*To run the several examples, simply click in the code cell, and type shift-ENTER.*

This file implements several examples of the de-noising algorithms Cadzow rQRd and urQRd.

First example runs a test of the Cadzow de-noising method, based on the SVD decomposition of a matrix derived from the data-set (see theory).

From the experimental data $X_i$, a Hankel matrix $H$ is built:

$$ (H_{ij}) = (X_{i+j-1}) $$

$H$ is rank-limited to $P$ in the absence of noise. In noisy data-sets, this matrix becomes full-rank because of the partial decorrelation of the data-points induced by the noise.

Cadzow (Cadzow JA (1988) *IEEE Trans. ASSP* **36** 49–62.) proposed to perform the Singular Value Decomposition
( _see SVD on Wikipedia_ )
of the matrix $H$,
and compute a matrix $\tilde{H}$ by truncating to the $K$ largest singular values $\sigma_k$.

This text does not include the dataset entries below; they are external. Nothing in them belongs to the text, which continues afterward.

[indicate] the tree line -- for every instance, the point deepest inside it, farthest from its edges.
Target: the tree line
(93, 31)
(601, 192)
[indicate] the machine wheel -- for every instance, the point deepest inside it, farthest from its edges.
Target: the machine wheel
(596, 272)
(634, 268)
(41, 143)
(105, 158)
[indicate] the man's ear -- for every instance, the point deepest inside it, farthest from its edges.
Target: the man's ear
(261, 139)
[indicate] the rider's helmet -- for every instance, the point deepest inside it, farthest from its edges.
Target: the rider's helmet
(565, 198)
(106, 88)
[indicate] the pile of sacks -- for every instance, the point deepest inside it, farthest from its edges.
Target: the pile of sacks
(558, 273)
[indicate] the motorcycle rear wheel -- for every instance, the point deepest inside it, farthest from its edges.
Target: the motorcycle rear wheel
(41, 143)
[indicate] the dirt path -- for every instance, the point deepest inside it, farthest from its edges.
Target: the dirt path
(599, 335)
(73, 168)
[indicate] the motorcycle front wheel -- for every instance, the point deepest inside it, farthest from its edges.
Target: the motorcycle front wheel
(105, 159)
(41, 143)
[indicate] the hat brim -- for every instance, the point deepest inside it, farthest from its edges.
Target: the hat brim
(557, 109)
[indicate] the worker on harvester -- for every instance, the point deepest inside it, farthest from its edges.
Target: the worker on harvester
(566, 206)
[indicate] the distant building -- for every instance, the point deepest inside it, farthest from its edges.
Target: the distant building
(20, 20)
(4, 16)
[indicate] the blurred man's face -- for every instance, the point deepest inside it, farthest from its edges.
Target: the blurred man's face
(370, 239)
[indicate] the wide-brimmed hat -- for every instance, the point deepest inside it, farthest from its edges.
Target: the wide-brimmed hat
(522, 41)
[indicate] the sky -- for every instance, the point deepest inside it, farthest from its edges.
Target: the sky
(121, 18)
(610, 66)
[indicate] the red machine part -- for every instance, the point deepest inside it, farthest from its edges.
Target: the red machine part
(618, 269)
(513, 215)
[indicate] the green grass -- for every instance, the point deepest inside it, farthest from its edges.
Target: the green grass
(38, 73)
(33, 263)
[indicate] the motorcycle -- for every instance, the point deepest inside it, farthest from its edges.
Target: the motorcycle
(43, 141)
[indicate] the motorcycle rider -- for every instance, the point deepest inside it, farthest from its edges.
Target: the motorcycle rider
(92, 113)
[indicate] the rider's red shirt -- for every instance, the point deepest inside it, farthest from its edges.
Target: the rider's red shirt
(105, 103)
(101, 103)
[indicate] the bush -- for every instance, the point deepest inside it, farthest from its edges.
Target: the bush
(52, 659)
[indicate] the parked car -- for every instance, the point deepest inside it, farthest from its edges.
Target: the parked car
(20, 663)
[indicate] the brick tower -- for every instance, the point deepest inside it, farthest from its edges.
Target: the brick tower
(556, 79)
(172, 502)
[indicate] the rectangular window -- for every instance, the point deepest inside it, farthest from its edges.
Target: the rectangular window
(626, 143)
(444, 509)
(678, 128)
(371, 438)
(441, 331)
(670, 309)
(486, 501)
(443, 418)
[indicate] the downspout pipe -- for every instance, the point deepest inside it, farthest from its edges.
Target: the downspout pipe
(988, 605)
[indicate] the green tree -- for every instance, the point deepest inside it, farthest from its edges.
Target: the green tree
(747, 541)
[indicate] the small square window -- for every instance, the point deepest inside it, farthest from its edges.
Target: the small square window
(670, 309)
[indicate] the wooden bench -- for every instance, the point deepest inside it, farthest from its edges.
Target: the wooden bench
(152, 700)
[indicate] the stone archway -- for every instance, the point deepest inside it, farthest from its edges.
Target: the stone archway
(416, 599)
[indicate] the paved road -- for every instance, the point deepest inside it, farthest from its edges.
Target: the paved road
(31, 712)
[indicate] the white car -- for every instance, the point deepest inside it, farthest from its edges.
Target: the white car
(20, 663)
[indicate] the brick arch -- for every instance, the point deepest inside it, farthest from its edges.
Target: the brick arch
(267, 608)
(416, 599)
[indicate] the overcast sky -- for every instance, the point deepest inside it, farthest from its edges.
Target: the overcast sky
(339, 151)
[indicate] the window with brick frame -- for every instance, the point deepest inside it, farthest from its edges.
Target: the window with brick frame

$$ H = U \Lambda V $$ where $\Lambda$ is a diagonal matrix containing the singular values of $H$.

$$ \tilde{H} = U \Lambda_k V $$ where $\Lambda_k$ contains only the $k$ largest singular values.

$\tilde{H}$ is not strictly Hankel-structured anymore, but a de-noised signal $\tilde{X}$ can be reconstructed by taking the average of all its antidiagonals.

$$ \tilde{X_{l}} = < \tilde{H_{ij}} >_{i+j=l+1} $$

Figure presents the data-set on the left, and its Fourier transform on the right.

The data-set is composed of 8 equidistant frequencies of different intensities. Gaussian noise is added to the data.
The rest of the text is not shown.